DETAILED DESCRIPTION OF THE INVENTION

[0001]

TECHNICAL FIELD The present invention relates to a ferritic stainless steel, which is particularly excellent in antibacterial properties and is used in daily life related articles,
The present invention relates to a ferritic stainless steel suitable for use in medical equipment and building materials.

[0002]

2. Description of the Related Art It has been known that silver and copper have an effect of suppressing the growth of pathogenic bacteria represented by Escherichia coli and Salmonella. Recently, materials using these metals to have an effect of inhibiting bacterial growth (hereinafter referred to as antibacterial properties) have been proposed. For example, Japanese Patent Application Laid-Open No. 8-49085 discloses an antibacterial property in which a metal layer or an alloy layer of Cr, Ti, Ni, Fe, etc. containing Ag and / or Cu is formed on the surface of a stainless steel substrate by magnet sputtering. An excellent stainless steel sheet is disclosed. In this steel plate, it is preferable to form a metal layer or an alloy layer containing 19 to 60% by weight of Ag.

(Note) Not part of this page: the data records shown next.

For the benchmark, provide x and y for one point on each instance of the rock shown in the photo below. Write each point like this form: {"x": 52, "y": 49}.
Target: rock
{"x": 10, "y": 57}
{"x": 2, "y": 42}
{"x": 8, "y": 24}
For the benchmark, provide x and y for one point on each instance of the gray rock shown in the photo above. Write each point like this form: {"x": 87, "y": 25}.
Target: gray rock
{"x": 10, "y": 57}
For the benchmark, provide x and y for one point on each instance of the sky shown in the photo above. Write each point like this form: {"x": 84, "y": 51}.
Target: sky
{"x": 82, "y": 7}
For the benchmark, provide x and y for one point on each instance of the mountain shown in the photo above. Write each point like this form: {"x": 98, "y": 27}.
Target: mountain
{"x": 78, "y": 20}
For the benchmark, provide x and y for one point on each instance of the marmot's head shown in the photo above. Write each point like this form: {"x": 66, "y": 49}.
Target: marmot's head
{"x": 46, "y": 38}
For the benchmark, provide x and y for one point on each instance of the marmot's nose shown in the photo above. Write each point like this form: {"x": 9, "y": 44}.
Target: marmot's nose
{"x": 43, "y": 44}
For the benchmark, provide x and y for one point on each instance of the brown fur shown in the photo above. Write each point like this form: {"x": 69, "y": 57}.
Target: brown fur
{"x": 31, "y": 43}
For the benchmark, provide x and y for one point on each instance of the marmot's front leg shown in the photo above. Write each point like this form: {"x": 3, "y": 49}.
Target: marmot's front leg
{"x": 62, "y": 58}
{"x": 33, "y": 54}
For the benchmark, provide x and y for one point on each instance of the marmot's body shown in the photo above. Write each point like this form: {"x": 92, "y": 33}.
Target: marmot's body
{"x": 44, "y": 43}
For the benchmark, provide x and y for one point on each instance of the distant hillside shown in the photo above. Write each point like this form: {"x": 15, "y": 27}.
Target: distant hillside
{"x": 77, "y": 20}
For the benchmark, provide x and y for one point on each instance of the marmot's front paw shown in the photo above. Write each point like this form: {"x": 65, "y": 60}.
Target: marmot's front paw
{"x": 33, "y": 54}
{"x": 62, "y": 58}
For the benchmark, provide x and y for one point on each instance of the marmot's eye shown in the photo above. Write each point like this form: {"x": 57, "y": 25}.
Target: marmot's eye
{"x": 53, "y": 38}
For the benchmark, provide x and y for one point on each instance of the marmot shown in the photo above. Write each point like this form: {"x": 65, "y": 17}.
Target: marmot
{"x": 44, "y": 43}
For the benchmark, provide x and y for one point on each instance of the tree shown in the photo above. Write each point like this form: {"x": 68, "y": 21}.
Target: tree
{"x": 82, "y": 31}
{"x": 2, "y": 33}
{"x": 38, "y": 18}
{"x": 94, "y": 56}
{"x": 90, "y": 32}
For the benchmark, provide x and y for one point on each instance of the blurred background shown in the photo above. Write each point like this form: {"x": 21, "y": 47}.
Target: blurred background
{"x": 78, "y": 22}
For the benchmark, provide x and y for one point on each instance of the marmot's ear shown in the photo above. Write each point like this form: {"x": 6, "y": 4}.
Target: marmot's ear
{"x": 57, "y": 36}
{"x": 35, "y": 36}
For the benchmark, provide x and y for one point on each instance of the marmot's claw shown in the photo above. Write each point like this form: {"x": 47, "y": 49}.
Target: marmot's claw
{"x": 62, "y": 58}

Further, Japanese Patent Application Laid-Open No. 8-156175 proposes a coated steel sheet which can suppress the propagation of bacteria by applying a pigment containing silver. However, in the above-described method of forming a metal layer or an alloy layer containing an antibacterial metal on the surface of a steel sheet or a method of applying a pigment containing an antibacterial metal, a layer containing the antibacterial metal is formed by drawing or polishing the surface. Is peeled or removed, and the effect cannot be expected.In addition, in applications where the surface is constantly rubbed such as in steel plates used for interiors of washing machines, there is also a problem that antibacterial properties cannot be maintained for a long time. there were. Also,
In the above-described method, the number of production steps increases as compared to the conventional method for forming a coating or a metal layer or an alloy layer, and the surface area per unit weight increases as the plate thickness decreases, so that the coating amount per unit weight or the metal layer or The number of alloy layers increases, which is disadvantageous in cost.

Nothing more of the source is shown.